亡くなった方(被相続人)の遺産は、相続人が引き継ぎます。ここでいう遺産には、プラスの財産(債権)だけでなく、マイナスの財産(債務、借金)も含まれます。

したがって、被相続人に借金(債務)があった場合、その債務の支払い義務も相続人に引き継がれます。たとえば、夫婦と子2人の4人家族で、亡くなった夫に債務(借金)があった場合、妻と2人の子供が支払い義務を相続します。

仮にこの子供たちが未成年者であったとしても、債務の支払い義務を引き継ぐことには変わりません。よって、事情も分からないような生まれたばかりの子供が多額の借金を背負ってしまうことにもなるのです。

もちろん、被相続人が債務だけでなく預貯金やその他の財産を遺してくれていれば、その財産により債務の支払いをして、その残りを相続すれば済みます。しかし、被相続人の財産により、全ての債務の支払いができない場合、つまり、財産より債務の方が多い場合が問題です。

2.親の相続を放棄するとの選択

このような場合に選択できるのが相続放棄の制度です。家庭裁判所で相続放棄の手続をしてそれが認められれば、親(被相続人)の債務の支払い義務を引き継がなくて済みます。

ただし、相続放棄をした人は、その相続に関しては、初めから相続人とならなかったものとみなすとされています。よって、負債(債務)を引き継がないで済むのと同時に、プラスの財産についても一切引き継ぐことができなくなるので要注意です。

たとえば、銀行預金を引き出して自分のために使ってしまったような場合には、相続放棄が認められないことになります。相続人で無くなる以上は、親子などの家族関係があるとしても、遺産に対しては一切の権利を持たないのです。

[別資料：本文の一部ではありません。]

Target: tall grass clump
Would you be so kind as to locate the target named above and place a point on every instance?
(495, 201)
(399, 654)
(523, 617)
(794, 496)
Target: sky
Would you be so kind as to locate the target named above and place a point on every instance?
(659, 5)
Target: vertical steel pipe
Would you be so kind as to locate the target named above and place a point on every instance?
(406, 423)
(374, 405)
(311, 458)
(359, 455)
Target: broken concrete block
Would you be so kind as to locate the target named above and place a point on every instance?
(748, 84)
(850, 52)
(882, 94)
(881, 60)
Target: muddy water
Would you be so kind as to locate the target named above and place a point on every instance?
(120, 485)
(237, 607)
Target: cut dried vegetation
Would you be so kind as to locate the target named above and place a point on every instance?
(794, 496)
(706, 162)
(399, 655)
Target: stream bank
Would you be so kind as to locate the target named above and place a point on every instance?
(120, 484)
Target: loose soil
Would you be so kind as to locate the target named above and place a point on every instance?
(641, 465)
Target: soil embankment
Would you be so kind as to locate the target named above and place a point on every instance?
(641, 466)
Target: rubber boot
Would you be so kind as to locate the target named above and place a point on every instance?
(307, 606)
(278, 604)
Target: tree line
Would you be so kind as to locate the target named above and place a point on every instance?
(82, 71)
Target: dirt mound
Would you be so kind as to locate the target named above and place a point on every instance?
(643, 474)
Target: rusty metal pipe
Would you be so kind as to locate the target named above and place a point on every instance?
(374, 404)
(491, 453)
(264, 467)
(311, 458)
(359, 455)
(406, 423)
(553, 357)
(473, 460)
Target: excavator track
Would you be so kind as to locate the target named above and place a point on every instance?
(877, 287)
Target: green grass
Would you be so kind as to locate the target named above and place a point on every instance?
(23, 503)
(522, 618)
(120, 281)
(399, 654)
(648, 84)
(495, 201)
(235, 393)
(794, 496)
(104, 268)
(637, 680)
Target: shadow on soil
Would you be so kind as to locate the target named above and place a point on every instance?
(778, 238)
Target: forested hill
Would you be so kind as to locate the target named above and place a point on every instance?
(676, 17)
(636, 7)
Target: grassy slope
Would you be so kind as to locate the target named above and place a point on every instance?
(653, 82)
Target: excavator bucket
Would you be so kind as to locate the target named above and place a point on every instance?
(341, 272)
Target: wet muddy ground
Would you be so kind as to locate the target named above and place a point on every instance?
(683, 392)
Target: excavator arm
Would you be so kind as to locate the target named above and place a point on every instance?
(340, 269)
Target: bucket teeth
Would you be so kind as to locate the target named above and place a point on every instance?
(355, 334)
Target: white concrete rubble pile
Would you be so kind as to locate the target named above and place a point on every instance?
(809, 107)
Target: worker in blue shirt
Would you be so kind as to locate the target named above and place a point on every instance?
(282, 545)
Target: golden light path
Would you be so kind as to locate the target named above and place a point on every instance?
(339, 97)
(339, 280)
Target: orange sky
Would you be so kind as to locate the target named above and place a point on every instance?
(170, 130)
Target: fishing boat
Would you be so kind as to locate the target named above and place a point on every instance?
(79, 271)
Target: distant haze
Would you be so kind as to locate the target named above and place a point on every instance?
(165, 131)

相続放棄をするには、相続放棄しようとする相続人本人が、被相続人の最後の住所地(相続開始地)の家庭裁判所に、相続放棄の申述をします。相続放棄申述の手続は、相続放棄申述書、戸籍等の添付書類、および収入印紙・切手を、家庭裁判所に提出することで行います。

また、相続放棄の申述は、自己のために相続の開始があったことを知ったときから3か月以内(熟慮期間)にしなければなりません。必要書類を揃えたりするにも時間がかかりますから、相続放棄を考えたら、早急に司法書士等の専門家に相談するべきです。

3.司法書士による家庭裁判所の手続

裁判所に提出する書類の作成は、弁護士だけでなく司法書士の専門分野でもあります。相続放棄の申述を弁護士に頼むこともできますが、司法書士に家庭裁判所提出書類(相続放棄申述書)の作成を依頼した方が費用が抑えられる場合が多いでしょう。

相続放棄の申述は、申立後に難しい手続をするわけではありません。したがって、弁護士を代理人にする必要性もあまり無いと思われます。また、司法書士に書類作成を依頼した場合でも、家庭裁判所への相続放棄申述書の提出も司法書士にお任せいただけますから、ご依頼者の負担はありません。